Ahlak Yoksa Yasalar Hiçbir İşe Yaramaz (Leges sine moribus vanae)

“Adalet, ahlakın kalemiyle yazıldığında kalplerde yer bulur.”

“Leges sine moribus vanae” (Ahlak yoksa yasalar hiçbir işe yaramaz) ifadesi, toplumların hukuki düzeninin, ahlaki temeller üzerine inşa edilmesi gerektiğini vurgular. Bu söz, yasaların etkinliğinin yalnızca metinlerdeki varlığıyla değil, toplumsal değerlerle uyumlu bir şekilde hayata geçirilmesiyle anlam kazandığını ifade eder. 

Ahlak, toplumların ortak değerlerini, normlarını ve doğru-yanlış algılarını şekillendiren bir yapıdır. Hukuk ise bu değerleri korumak, düzenlemek ve toplumda uyumu sağlamak için oluşturulan kurallar bütünüdür. Ancak ahlak ile hukukun ilişkisi, her zaman paralel bir çizgide ilerlemez. Hukukun etkili olması için, toplumda bu kuralların ahlaki temellerine olan inanç gereklidir. Örneğin:  

Bir toplumda yolsuzluk yaygınsa, yolsuzluğa karşı getirilen yasaların etkisiz kalması muhtemeldir. Bu, toplumsal ahlakın yasanın uygulanabilirliği üzerindeki doğrudan etkisini gösterir.  

Yasalar, ahlaki normlarla uyumlu olmadığında bireyler arasında meşruiyet kaybına uğrayabilir. Örneğin, bir otoriter rejimde uygulanan baskıcı yasalar, ahlaki temelden yoksun olduğunda, toplumda direnişe yol açabilir.  

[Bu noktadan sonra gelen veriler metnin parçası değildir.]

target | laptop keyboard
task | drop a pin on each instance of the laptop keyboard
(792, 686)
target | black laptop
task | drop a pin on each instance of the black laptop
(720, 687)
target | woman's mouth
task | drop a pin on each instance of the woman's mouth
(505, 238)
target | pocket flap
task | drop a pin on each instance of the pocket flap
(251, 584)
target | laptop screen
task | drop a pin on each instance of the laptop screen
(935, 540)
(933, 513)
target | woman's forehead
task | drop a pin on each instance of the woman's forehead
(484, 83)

Max Weber’in hukuki otorite anlayışına göre, yasalar yalnızca bir zorlayıcı güç olarak algılanırsa, toplumda uzun vadeli bir uyum sağlamakta zorlanır. Yasaların meşru kabul edilmesi için bireylerin:  

Yasaların adil olduğuna,  

Toplumsal düzeni sağladığına,  

Ahlaki değerlerle uyumlu olduğuna inanması gerekir.  

Eğer bu inanç kaybolursa, yasalar toplumda yalnızca baskı aracı olarak algılanır ve bireyler yasaların etrafından dolanmanın yollarını arar. Bu durum, toplumsal kaosa ve düzenin bozulmasına neden olabilir.  

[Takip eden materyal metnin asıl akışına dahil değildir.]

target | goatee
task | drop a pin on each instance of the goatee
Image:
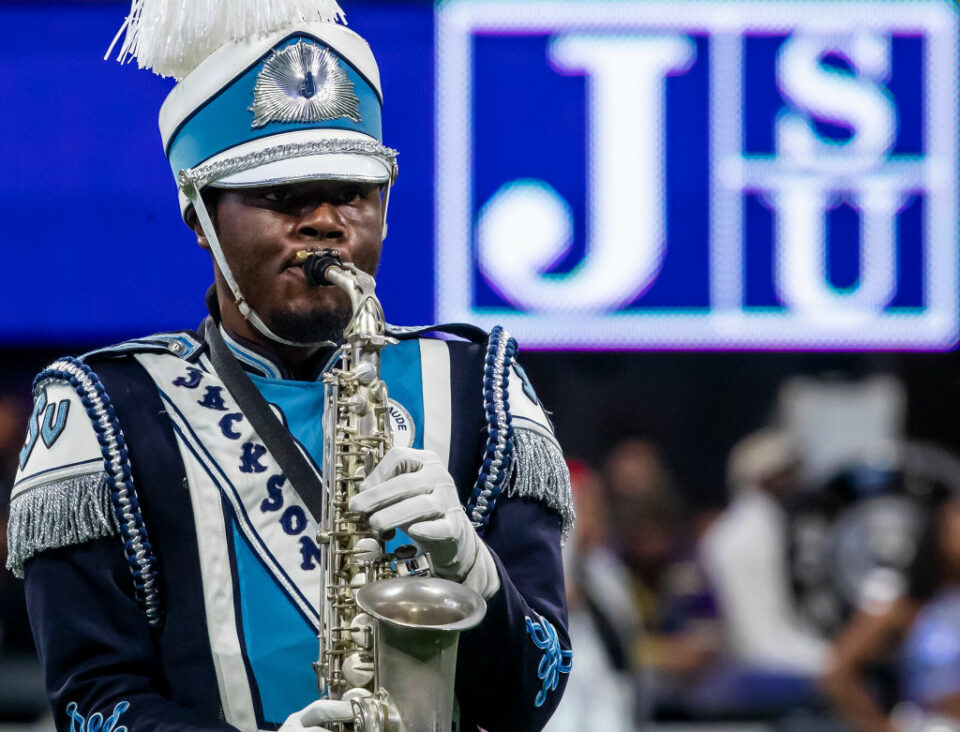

Modern toplumlarda, sekülerleşme ve küreselleşme ile birlikte ahlak anlayışında farklılaşmalar yaşanmıştır. Geleneksel toplumlarda ahlak ve hukuk daha iç içeyken, modern toplumlarda bu iki yapı arasında bir ayrışma gözlemlenir. Ancak bu ayrışma, hukukun etkinliğini tehdit edebilir:  

Küreselleşen dünyada evrensel ahlak normlarının oluşması zorlaşmaktadır. Bu durum, uluslararası hukukun etkinliğini sınırlandırabilir.  

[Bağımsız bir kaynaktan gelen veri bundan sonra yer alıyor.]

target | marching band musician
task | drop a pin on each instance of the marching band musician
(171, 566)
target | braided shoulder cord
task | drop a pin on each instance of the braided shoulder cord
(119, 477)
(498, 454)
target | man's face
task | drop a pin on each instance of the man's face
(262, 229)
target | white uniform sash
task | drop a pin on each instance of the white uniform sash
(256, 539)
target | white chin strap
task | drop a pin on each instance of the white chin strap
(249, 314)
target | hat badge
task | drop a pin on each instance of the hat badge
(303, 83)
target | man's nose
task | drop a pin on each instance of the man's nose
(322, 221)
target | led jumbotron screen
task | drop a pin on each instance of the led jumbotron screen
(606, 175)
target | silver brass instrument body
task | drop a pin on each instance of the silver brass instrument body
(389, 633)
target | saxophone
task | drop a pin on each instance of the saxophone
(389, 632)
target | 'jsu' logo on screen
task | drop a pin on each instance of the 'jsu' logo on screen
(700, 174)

Modern bireyci toplumlarda, ortak ahlaki değerlerin azalması, yasaların bireyler tarafından sorgulanmasına yol açabilir. Örneğin, çevre yasalarının etkisiz kaldığı durumlar, toplumsal bilinç eksikliği ile ilişkilidir.  

Çözüm Önerileri

Ahlaki değerlerin bireylere küçük yaşlardan itibaren kazandırılması, yasaların toplumda daha kolay kabul görmesini sağlar.  

Yasaların hazırlanmasında toplumsal değerlerin dikkate alınması, yasal meşruiyeti artırır.  

Hukuk sisteminde şeffaflığın sağlanması, bireylerin yasaların ahlaki temellerine olan inancını artırır.  

“Leges sine moribus vanae” ifadesi, yasaların yalnızca yazılı metinlerden ibaret olmadığını, etkin olabilmesi için toplumsal ahlakla desteklenmesi gerektiğini vurgular. Ahlak ve hukuk arasındaki bu simbiyotik ilişki, toplumun düzeni ve bireylerin refahı için vazgeçilmezdir. Toplumda ahlaki değerlerin güçlendirilmesi, yasaların uygulanabilirliğini artırır ve daha adil bir düzenin kurulmasına katkı sağlar.